La vida de la mexicana Frida, símbolo de su país y conocida mundialmente por su especial estilo pictórico -aunque hasta hace un par de días servidor no sabía nada de ella- fue lo suficiente intensa como para hacer una película en que narrar su evolución como artista repleta de emociones.
Entre estas, el dolor, compañero cuya fidelidad ya hubiera querido imitase su marido -especialista en elaborar grandes cornamentas, además de ser también pintor- la acompaña invariablemente tras un accidente de tráfico.

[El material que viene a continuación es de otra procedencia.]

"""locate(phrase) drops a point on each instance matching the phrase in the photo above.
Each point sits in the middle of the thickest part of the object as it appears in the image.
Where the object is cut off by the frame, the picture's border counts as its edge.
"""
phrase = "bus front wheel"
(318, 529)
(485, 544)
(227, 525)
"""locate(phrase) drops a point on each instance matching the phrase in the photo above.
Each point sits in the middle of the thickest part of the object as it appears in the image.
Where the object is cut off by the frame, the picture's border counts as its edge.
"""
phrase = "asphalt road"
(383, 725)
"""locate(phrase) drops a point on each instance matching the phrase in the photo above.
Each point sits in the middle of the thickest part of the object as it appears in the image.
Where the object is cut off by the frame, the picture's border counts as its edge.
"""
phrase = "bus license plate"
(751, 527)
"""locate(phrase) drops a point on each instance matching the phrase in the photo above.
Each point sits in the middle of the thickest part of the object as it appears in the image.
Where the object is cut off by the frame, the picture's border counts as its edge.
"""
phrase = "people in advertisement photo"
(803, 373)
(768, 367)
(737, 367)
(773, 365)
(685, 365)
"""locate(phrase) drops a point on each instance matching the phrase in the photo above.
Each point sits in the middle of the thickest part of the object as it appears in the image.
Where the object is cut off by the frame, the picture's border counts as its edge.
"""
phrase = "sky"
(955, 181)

Marcada por ese inagotable sufrimiento, el contraste con un carácter optimista y sufrido se reflejaba en una obra de contradicciones en que trazos alegres ofrecían escenas de explícita dureza, retazos autobiográficos alimentados por demasiadas horas de cama en que depurar estilo.
Técnicamente correcta, la curiosa alternancia de planos que se funden con sus cuadros o muestran visiones surrealistas, salpican una cinta que transmite tan bien su alegría natural como su desdicha, y la ubican en sus pasiones a ritmo de banda sonora de tonos necesariamente mejicanos.
Además el reparto en secundarios -con algunos de los mejores actores del momento: Edward Norton y Geoffrey Rush- eleva varios puntos su categoría, sirviendo en su utilización para mostrar lo rica que fue su vida por entre sus constantes achaques.
Sin necesidad de participar en exceso en las bondades de su arte, la producción, llamada a obtener algún que otro reconocimiento en la gala de los Oscar, es una buena apuesta por una película que no se deja caer en el drama, y que sabe contar la vida de Frida en el tono con el que se describe su personalidad.